O monitoramento sistemático permitiu avaliar a eficácia das ações implementadas. Durante as reuniões de acompanhamento, registravam-se feedbacks que serviam para ajustar processos que se mostravam excessivamente burocráticos ou de difícil execução em campo. As verificações demonstraram avanços na padronização dos métodos e uma redução sensível nas falhas de registro de dados. Na fase final do ciclo de gestão, consolidaram-se as lições aprendidas e formalizou-se o Plano de Gerenciamento da Qualidade, que passou a reunir todas as diretrizes, métricas e responsabilidades. Esse documento tornou-se a referência oficial para novos projetos, garantindo que a lógica de melhoria contínua fosse incorporada à cultura organizacional. A análise dos dados coletados via questionário revelou que a amostra de respondentes era composta majoritariamente por analistas ambientais, representando 38,5% do total, seguidos por cargos de liderança como gerentes e coordenadores, que somavam 29,9%. Em termos de experiência, 37,6% dos profissionais possuíam mais de 10 anos de atuação no setor, enquanto 38,5% tinham menos de seis anos, indicando um cenário onde profissionais experientes convivem com uma parcela significativa de técnicos em fase de consolidação de conhecimento.
O diagnóstico detalhado pelo diagrama de causa e efeito evidenciou que a ausência de uma metodologia estruturada de gestão de projetos é o ponto mais crítico para a qualidade. Sem uma condução organizada das fases do projeto, perde-se a clareza sobre as entregas, resultando em falta de padronização e uso limitado de ferramentas de apoio. Esse cenário reflete uma baixa maturidade em gestão de projetos no setor ambiental, visto que o alcance da maturidade organizacional requer a adoção de ações consistentes e o desenvolvimento de competências em múltiplas instâncias (Rabechini Junior e Pessôa, 2005). Os resultados do questionário confirmaram essa percepção, mostrando que os controles de qualidade mais frequentes restringem-se a instrumentos básicos, como checklists e auditorias ocasionais, enquanto o planejamento específico de qualidade e sistemas formais de gestão aparecem em apenas uma parcela reduzida dos projetos. Os principais obstáculos apontados pelos profissionais foram os prazos reduzidos, orçamentos limitados e a falta de padronização de processos, o que corrobora as fragilidades identificadas na observação participativa.
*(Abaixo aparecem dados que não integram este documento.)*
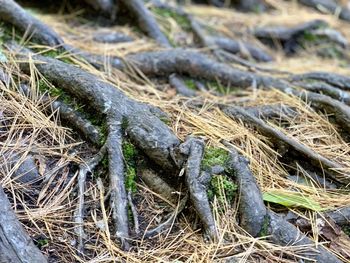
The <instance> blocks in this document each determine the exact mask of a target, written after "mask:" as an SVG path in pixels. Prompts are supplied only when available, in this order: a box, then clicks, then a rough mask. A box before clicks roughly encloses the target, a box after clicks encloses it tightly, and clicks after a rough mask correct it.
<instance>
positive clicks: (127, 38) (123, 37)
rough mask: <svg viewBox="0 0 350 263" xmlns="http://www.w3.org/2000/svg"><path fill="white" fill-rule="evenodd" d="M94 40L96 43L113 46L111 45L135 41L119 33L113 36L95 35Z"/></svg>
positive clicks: (111, 35) (112, 35) (109, 35)
mask: <svg viewBox="0 0 350 263" xmlns="http://www.w3.org/2000/svg"><path fill="white" fill-rule="evenodd" d="M93 40H94V41H96V42H101V43H110V44H111V43H122V42H131V41H133V38H132V37H129V36H128V35H125V34H122V33H118V32H116V33H113V34H111V33H104V32H100V33H96V34H95V35H94V37H93Z"/></svg>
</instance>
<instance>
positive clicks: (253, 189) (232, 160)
mask: <svg viewBox="0 0 350 263" xmlns="http://www.w3.org/2000/svg"><path fill="white" fill-rule="evenodd" d="M226 145H227V146H229V145H228V144H226ZM229 149H230V159H229V163H228V167H229V170H230V171H231V172H232V175H233V176H234V177H235V178H237V182H238V187H239V189H240V192H239V193H240V198H241V199H240V205H239V208H238V209H239V214H240V225H241V226H242V227H243V228H244V229H245V230H246V231H247V232H248V233H249V234H251V235H252V236H254V237H256V236H258V235H259V234H260V232H261V231H262V229H263V227H264V224H265V220H266V219H265V217H266V213H267V211H266V207H265V205H264V202H263V200H262V198H261V193H260V190H259V187H258V185H257V183H256V181H255V178H254V176H253V174H252V173H251V171H250V169H249V166H248V164H249V162H248V161H247V159H246V158H244V157H243V156H241V155H240V154H238V152H237V151H236V150H235V149H234V148H233V147H232V146H231V147H230V146H229Z"/></svg>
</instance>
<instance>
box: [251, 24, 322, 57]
mask: <svg viewBox="0 0 350 263" xmlns="http://www.w3.org/2000/svg"><path fill="white" fill-rule="evenodd" d="M326 25H327V23H326V22H324V21H322V20H312V21H310V22H307V23H304V24H301V25H298V26H296V27H294V28H284V27H266V28H258V29H256V30H255V31H254V35H255V37H257V38H258V39H260V40H261V41H263V42H264V43H266V44H268V45H272V46H274V45H275V43H276V41H278V43H280V44H281V45H282V47H283V49H284V51H285V52H286V53H287V54H292V53H295V52H296V51H297V48H298V41H299V38H300V37H303V34H304V33H305V32H310V31H312V30H315V29H318V28H320V27H322V26H326Z"/></svg>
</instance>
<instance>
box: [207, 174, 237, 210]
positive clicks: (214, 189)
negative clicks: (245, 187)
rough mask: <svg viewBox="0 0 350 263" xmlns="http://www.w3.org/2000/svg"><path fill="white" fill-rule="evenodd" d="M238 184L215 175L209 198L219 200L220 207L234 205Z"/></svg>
mask: <svg viewBox="0 0 350 263" xmlns="http://www.w3.org/2000/svg"><path fill="white" fill-rule="evenodd" d="M237 189H238V187H237V184H235V183H234V182H233V181H232V180H231V179H229V178H228V177H227V176H225V175H214V176H213V177H212V179H211V181H210V185H209V188H208V192H207V193H208V198H209V200H213V199H214V197H216V198H217V201H218V203H219V205H220V206H221V205H225V203H229V204H230V203H232V202H233V200H234V198H235V196H236V192H237Z"/></svg>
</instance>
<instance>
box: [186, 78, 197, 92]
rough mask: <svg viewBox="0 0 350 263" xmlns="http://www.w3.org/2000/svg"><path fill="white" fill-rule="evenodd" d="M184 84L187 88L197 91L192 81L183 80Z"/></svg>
mask: <svg viewBox="0 0 350 263" xmlns="http://www.w3.org/2000/svg"><path fill="white" fill-rule="evenodd" d="M184 82H185V84H186V86H187V88H189V89H192V90H197V87H196V83H195V82H194V81H193V79H185V80H184Z"/></svg>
Além dos fatores internos, a análise das respostas abertas expôs um fator sistêmico relevante: a pressão exercida pela lógica de mercado e a baixa fiscalização regulatória. Muitas vezes, propostas tecnicamente mais robustas perdem espaço para concorrentes de menor custo, que operam com escopos insuficientes para garantir a qualidade integral do gerenciamento. A fragilidade na atuação de alguns órgãos fiscalizadores contribui para a manutenção desse cenário, pois o mercado tende a responder na medida da exigência legal imposta. Portanto, o fortalecimento da fiscalização e a conscientização dos clientes sobre a relação direta entre investimento em gestão e redução de riscos são dimensões críticas para elevar o patamar dos projetos de remediação. Para enfrentar essas causas, o plano de ação focou na implantação de uma metodologia de gestão que trouxesse consistência e previsibilidade. A adoção de ferramentas digitais para o registro fotográfico georreferenciado em campo ampliou a rastreabilidade e a clareza das informações coletadas. O uso de aplicativos com leitor de arquivos georreferenciados permitiu a navegação offline em campo, facilitando a localização exata dos pontos de amostragem e reduzindo erros de posicionamento.
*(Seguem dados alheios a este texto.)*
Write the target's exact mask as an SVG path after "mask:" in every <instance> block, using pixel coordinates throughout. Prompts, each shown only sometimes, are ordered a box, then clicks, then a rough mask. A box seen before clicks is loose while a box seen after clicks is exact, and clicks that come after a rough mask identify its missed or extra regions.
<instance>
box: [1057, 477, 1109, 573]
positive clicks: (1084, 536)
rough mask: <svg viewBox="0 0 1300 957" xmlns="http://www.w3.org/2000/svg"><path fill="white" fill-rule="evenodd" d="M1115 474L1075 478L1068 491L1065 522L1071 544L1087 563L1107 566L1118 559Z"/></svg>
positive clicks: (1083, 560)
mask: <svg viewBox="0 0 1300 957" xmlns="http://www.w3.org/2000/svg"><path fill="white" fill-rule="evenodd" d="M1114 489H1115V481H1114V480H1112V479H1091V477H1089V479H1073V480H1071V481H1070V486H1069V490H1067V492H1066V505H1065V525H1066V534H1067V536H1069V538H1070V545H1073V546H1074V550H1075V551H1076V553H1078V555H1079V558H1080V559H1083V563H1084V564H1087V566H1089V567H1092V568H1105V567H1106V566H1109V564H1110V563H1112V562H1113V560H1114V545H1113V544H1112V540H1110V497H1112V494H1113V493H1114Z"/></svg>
No escritório, a utilização de softwares de sistemas de informação geográfica foi fundamental para o tratamento e análise de dados, permitindo a elaboração de figuras preliminares com maior precisão. Esses benefícios estão em consonância com estudos que demonstram que a aplicação de ferramentas de geoprocessamento em projetos de áreas contaminadas gera maior eficiência na gestão das informações e rapidez na assimilação dos dados pela equipe técnica (Silva e Giacheti, 2025). No que tange à dimensão de pessoal, a clareza nas atribuições individuais proporcionada pela ferramenta de gestão de tarefas permitiu definir responsabilidades e prazos de forma transparente, favorecendo a comunicação interna. A implementação de modelos de feedback para as equipes de campo promoveu rotinas mais consistentes, complementadas por oficinas práticas e guias visuais para a execução de ensaios técnicos, como o slug test, reduzindo a variabilidade na execução das atividades.
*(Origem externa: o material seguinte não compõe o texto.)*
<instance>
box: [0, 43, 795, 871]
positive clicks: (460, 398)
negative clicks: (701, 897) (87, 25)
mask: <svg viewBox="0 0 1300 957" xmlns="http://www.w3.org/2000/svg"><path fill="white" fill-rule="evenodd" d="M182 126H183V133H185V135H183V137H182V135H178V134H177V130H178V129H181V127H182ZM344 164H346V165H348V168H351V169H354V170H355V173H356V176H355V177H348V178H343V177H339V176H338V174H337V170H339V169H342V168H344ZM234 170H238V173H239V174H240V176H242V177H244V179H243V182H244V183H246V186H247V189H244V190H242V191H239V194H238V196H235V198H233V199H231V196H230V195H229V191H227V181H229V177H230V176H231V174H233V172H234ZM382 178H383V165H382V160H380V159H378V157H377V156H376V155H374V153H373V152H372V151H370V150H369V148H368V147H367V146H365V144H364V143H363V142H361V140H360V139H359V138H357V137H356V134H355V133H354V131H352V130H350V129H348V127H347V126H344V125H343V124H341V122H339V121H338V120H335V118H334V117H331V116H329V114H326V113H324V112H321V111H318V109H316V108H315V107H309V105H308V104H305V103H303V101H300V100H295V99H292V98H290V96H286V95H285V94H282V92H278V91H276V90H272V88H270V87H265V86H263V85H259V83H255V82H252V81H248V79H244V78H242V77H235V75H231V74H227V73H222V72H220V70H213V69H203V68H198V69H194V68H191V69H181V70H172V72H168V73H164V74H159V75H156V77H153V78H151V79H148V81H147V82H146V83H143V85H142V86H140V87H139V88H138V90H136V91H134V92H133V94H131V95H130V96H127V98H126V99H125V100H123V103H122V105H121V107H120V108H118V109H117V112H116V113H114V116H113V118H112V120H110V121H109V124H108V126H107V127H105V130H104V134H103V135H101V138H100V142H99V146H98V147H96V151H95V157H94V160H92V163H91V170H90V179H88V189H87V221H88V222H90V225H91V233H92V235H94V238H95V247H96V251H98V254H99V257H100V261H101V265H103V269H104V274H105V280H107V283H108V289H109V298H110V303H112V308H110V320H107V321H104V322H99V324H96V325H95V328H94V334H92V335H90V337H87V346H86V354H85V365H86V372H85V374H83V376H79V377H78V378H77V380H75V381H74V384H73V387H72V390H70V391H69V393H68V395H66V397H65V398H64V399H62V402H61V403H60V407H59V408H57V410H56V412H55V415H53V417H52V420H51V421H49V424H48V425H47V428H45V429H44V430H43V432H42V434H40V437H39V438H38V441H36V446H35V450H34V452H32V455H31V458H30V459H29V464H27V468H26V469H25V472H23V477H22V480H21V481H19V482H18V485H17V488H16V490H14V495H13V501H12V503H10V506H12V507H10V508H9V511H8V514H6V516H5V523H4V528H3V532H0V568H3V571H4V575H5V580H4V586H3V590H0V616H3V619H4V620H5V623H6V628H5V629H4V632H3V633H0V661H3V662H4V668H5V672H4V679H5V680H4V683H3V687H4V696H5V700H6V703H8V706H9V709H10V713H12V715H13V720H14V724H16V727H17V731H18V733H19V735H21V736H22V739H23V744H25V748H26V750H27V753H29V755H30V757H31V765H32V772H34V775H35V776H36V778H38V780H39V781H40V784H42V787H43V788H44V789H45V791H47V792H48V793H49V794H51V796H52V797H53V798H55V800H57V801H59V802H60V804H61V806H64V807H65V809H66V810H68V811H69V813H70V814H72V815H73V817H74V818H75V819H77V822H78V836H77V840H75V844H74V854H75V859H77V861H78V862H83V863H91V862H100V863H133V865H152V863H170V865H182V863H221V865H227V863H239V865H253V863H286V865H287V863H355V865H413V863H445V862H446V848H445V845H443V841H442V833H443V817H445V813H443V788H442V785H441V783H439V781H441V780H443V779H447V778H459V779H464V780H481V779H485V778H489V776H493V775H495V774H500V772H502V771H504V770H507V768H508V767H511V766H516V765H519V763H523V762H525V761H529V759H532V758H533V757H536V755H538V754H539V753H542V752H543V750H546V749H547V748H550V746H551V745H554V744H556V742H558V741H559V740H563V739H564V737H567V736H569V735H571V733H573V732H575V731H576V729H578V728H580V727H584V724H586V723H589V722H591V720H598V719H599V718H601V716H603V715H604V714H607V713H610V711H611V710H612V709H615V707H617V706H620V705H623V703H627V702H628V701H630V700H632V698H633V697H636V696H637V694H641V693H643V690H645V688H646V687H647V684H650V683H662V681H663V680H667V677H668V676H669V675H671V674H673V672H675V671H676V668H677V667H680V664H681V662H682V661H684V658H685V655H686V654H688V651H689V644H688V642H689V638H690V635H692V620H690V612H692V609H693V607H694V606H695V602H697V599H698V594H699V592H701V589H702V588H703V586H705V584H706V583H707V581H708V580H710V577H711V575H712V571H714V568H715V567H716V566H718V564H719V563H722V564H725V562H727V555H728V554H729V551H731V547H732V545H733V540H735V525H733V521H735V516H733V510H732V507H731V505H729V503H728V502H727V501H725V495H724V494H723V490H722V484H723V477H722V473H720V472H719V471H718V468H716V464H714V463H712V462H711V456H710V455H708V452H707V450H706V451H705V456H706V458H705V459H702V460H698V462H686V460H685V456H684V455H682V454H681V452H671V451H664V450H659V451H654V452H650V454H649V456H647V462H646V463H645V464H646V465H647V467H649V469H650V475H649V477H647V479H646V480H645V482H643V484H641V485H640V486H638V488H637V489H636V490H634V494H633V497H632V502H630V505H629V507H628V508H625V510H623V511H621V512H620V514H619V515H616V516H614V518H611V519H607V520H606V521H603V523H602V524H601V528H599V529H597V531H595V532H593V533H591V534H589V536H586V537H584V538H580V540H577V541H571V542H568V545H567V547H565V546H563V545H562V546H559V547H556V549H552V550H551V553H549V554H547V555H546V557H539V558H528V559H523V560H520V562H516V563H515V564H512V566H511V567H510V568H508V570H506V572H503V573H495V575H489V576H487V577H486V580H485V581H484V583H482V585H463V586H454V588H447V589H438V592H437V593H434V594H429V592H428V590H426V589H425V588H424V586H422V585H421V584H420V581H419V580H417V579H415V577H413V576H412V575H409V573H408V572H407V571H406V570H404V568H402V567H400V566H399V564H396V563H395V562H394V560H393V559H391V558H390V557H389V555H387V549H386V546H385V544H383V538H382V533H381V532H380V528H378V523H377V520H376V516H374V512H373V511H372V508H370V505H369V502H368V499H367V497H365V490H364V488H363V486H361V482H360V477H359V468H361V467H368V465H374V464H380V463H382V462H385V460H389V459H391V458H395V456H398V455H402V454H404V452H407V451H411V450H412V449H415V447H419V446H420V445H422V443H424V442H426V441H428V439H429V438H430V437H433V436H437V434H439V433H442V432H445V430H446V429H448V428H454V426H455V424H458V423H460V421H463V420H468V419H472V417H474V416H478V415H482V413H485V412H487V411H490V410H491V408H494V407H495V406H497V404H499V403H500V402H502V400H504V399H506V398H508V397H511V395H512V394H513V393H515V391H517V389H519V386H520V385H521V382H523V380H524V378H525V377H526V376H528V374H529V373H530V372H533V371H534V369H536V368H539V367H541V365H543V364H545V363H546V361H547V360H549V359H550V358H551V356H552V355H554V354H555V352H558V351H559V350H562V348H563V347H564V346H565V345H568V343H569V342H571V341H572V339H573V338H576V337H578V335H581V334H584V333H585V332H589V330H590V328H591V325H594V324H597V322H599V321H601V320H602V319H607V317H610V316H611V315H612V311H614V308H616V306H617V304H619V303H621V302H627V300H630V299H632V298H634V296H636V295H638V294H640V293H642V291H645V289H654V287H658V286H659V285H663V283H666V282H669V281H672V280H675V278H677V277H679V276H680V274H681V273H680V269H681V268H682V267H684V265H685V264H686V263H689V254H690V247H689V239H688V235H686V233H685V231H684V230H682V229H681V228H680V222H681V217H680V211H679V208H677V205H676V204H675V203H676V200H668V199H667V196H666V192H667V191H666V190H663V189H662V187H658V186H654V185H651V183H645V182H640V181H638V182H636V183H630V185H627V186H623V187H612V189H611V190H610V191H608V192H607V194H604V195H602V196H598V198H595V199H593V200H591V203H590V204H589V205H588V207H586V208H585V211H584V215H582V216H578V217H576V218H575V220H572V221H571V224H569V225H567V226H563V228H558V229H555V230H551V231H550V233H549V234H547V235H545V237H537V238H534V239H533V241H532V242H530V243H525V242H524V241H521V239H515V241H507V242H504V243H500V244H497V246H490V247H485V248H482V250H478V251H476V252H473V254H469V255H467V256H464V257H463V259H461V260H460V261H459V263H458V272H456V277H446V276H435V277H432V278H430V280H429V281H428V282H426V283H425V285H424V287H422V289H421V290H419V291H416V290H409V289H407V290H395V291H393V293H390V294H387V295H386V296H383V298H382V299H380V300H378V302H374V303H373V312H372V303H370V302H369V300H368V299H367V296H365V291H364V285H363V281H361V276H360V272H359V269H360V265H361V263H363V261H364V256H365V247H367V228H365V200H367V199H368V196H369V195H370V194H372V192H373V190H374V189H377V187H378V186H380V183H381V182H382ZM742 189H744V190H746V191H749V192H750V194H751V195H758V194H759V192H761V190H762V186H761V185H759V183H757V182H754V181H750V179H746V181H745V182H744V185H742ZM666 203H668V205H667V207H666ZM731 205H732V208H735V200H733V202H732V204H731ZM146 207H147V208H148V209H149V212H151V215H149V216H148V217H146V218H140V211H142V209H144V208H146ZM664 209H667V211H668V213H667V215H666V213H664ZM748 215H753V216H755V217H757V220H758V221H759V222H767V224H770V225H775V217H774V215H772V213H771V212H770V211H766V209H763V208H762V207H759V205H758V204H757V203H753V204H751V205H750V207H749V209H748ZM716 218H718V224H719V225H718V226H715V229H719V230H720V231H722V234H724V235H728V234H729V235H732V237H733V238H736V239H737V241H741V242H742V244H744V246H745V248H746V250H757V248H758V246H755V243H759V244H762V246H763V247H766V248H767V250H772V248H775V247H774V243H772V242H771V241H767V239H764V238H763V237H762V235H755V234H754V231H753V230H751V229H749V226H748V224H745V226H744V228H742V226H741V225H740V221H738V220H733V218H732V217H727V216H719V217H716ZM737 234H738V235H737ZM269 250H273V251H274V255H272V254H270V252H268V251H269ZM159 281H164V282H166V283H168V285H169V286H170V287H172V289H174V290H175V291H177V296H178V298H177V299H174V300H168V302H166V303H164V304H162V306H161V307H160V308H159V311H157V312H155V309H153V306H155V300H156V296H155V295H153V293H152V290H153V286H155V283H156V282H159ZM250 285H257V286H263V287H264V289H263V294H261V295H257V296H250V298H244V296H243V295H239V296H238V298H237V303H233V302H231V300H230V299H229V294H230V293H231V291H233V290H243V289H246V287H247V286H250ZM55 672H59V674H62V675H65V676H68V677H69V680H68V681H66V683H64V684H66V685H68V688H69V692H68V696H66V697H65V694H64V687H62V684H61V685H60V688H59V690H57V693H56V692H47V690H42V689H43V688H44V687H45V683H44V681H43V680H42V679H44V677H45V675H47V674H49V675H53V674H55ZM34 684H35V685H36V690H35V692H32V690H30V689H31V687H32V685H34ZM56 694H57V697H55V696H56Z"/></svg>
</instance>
A gestão das partes interessadas também se mostrou um componente vital para a qualidade. O mapeamento identificou atores internos e externos, incluindo clientes, órgãos reguladores, laboratórios de análises químicas, fornecedores e a comunidade local. Cada projeto apresenta particularidades: em alguns casos, o ocupante atual da área não é o responsável pela contaminação, o que exige estratégias de comunicação diferenciadas. O papel da comunidade local é especialmente sensível, pois, embora os dados sobre áreas contaminadas sejam públicos, a população muitas vezes desconhece a situação de vizinhança. Quando sensibilizada, a comunidade pode exercer influência significativa no andamento do projeto por meio de mobilizações sociais ou denúncias. O sucesso de um projeto não depende apenas de processos técnicos, mas da capacidade de engajar esses atores e administrar conflitos potenciais (Carvalho, 2018). No contexto ambiental, essa competência é crítica devido ao elevado impacto social e regulatório envolvido.
A análise crítica indica que áreas contaminadas complexas demandam modelos adaptativos de gestão, com metas intermediárias e revisões constantes à medida que o conhecimento sobre o subsolo evolui (Linquevis et al., 2025). A transformação de requisitos e expectativas em critérios objetivos de medição reforça o papel da gestão da qualidade como elemento integrador da entrega de valor. Durante a aplicação prática, observou-se que a equipe promoveu ajustes na organização das ferramentas de gestão, criando espaços específicos para a etapa de pré-campo, tratando-a como uma entrega formal do projeto. Isso evitou atrasos logísticos e garantiu que todos os equipamentos e insumos estivessem disponíveis para as campanhas de investigação. O protocolo de gestão de dados incluiu checklists de entrada e encerramento, assegurando que todas as informações fossem conferidas e armazenadas corretamente em repositórios compartilhados. Embora os dashboards de indicadores de desempenho ainda estivessem em fase de desenvolvimento, a capacitação da equipe em ferramentas de análise de dados demonstrou a continuidade do processo de amadurecimento organizacional.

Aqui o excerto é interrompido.